De maneira seminal, a História do exército brasileiro se iniciou em 1548 quando D. João III resolveu criar um governo-geral com sede na Bahia. Primeiras intervenções de vulto ocorridas foram a expulsão dos franceses do Rio de Janeiro, no século do descobrimento, e do Maranhão, em 1615. À medida que avançou a interiorização através do amplo movimento de expansão territorial no século XVII e do início do século XVIII, as Entradas e Bandeiras forçaram a organização da defesa do território recém conquistado. As forças expedicionárias de caráter eminentemente militar iniciaram a utilização da população local, particularmente de São Paulo, pelos capitães-mor, em busca de riquezas ou da escravização dos índios.

A reação contra a invasão dos holandeses, no século XVII, pela primeira vez mobilizou grandes efetivos no país, e particularmente começou a haver um sentimento de defesa nacional, independentemente da influência da coroa.

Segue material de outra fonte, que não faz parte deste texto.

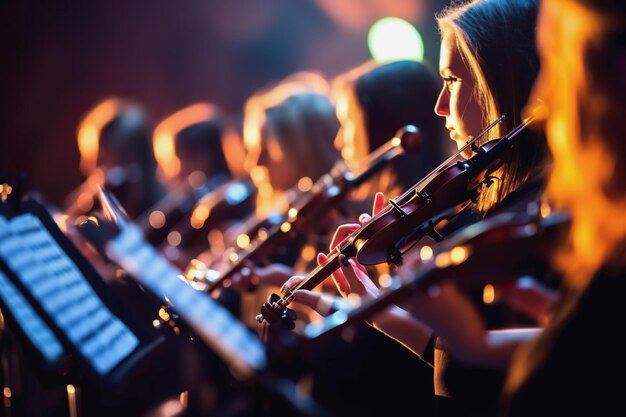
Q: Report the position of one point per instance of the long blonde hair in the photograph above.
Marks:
(496, 40)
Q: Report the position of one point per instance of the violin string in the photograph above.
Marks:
(348, 239)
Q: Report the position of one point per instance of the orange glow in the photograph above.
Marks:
(196, 179)
(243, 241)
(308, 253)
(157, 219)
(163, 138)
(174, 238)
(489, 294)
(583, 167)
(89, 132)
(305, 184)
(254, 125)
(199, 216)
(85, 202)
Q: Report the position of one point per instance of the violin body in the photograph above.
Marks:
(412, 216)
(502, 248)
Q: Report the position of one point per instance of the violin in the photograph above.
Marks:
(313, 205)
(410, 217)
(502, 248)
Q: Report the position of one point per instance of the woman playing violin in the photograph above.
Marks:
(487, 69)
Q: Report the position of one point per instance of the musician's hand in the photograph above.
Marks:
(323, 304)
(352, 279)
(529, 296)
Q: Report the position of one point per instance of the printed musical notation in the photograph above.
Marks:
(236, 344)
(63, 292)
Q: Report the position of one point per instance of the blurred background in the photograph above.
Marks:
(61, 58)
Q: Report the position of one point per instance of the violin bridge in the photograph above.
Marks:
(397, 210)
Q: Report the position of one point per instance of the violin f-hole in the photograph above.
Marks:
(397, 210)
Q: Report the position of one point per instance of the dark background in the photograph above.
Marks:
(60, 58)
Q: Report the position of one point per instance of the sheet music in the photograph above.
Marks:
(64, 293)
(238, 346)
(33, 326)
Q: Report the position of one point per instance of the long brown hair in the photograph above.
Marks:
(496, 39)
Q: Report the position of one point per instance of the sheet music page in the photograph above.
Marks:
(64, 293)
(238, 346)
(33, 326)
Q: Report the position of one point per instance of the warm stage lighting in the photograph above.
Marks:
(394, 39)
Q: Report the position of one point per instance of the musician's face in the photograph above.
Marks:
(351, 139)
(457, 102)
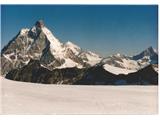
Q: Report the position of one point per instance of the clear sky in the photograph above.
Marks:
(103, 29)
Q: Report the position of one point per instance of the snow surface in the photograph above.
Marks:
(116, 70)
(69, 64)
(24, 31)
(91, 57)
(30, 98)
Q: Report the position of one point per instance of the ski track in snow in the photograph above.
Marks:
(30, 98)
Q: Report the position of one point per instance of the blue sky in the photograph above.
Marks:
(106, 29)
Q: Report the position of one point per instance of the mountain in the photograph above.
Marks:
(36, 55)
(147, 56)
(95, 75)
(121, 61)
(39, 43)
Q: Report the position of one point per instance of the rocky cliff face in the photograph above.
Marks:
(38, 43)
(36, 55)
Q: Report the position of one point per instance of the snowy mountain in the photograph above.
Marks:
(90, 57)
(39, 43)
(147, 56)
(121, 61)
(36, 55)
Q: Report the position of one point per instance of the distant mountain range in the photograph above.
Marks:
(36, 55)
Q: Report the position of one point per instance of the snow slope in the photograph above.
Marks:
(116, 70)
(30, 98)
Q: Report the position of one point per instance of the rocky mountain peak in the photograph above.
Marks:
(39, 24)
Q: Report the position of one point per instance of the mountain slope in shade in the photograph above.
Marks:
(122, 62)
(96, 75)
(147, 56)
(37, 49)
(39, 43)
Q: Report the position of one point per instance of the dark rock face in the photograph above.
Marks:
(98, 76)
(148, 52)
(34, 72)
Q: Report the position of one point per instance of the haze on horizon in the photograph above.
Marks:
(104, 29)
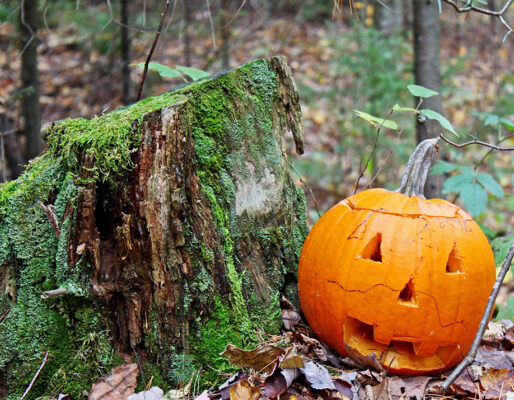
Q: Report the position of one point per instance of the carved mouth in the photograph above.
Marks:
(402, 355)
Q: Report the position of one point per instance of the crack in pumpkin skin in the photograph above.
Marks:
(396, 291)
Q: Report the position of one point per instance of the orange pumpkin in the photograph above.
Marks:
(397, 275)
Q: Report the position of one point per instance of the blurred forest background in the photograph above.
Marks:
(79, 57)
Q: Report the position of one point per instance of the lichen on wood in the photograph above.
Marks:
(179, 227)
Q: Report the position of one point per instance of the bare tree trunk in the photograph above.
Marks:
(28, 24)
(406, 18)
(492, 21)
(187, 36)
(225, 33)
(427, 71)
(125, 52)
(11, 148)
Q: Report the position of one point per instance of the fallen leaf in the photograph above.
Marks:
(224, 389)
(120, 383)
(412, 387)
(317, 376)
(492, 358)
(291, 360)
(279, 381)
(242, 390)
(290, 318)
(203, 396)
(260, 359)
(496, 382)
(368, 361)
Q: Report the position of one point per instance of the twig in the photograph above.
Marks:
(483, 323)
(308, 188)
(35, 376)
(4, 314)
(361, 172)
(471, 7)
(476, 141)
(54, 293)
(49, 211)
(157, 34)
(139, 365)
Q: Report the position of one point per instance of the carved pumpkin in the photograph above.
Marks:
(397, 275)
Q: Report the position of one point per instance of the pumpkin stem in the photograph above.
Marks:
(415, 175)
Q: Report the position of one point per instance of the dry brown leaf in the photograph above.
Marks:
(120, 383)
(412, 387)
(242, 390)
(496, 382)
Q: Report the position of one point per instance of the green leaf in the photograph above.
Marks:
(490, 184)
(193, 73)
(162, 70)
(508, 123)
(420, 91)
(397, 107)
(438, 117)
(455, 183)
(491, 119)
(474, 198)
(443, 167)
(501, 246)
(506, 311)
(375, 121)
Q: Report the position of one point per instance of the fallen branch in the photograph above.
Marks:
(54, 293)
(468, 360)
(476, 141)
(49, 211)
(35, 376)
(157, 34)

A primeira Batalha de Guararapes (19 de abril de 1648) marca o início da organização do exército como força genuinamente brasileira formada por brancos locais, liderados por André Vidal de Negreiros, índios, liderados por Felipe Camarão e negros/mulatos, liderados por Henrique Dias. Esta data é comemorada como o aniversário do Exército Brasileiro.

Nesta época, seguindo o modelo de organização do Exército Português implementado na sequência da Restauração da Independência de Portugal em 1640, as forças terrestres no Brasil adotam a organização em três linhas que se irá manter até ao século XIX, que inclui:

  • 1ª linha – Tropas pagas;
  • 2ª linha – Tropas auxiliares (designadas “milícias” a partir do final do século XVIII);
  • 3ª linha – Ordenanças.

Ao longo do século XVIII, o Brasil-colônia teve sérios problemas de fronteira principalmente no extremo sul. Naquela época, eram frequentes os choques entre luso-brasileiros e hispano-platinos, além disso, a força terrestre enfrentou a ameaça das rebeliões de índios e negros.

O marquês de Pombal tentou organizar de forma mais profissional o Exército Português, que havia sido descurado depois de um longo período de paz. Para esse fim, contrata o conde Guilherme de Schaumburg-Lippe, militar alemão, que trouxe para auxiliá-lo vários oficiais estrangeiros. Entre estes, encontrava-se o general João Henrique Böhm que logo é enviado para o Brasil, com o objetivo de reorganizar as forças locais e comandá-las na defesa das fronteiras do Sul. Da Metrópole Portuguesa, Böhm leva consigo três regimentos de infantaria que, depois de combaterem nas guerras do Sul, acabaram por ficar permanentemente no Brasil.

Na reorganização promovida por Böhm construíram-se quartéis, casas de armas, fortificações e hospitais. A guarnição do Rio de Janeiro passou a ser centro de preparação para as tropas que demandavam o sul.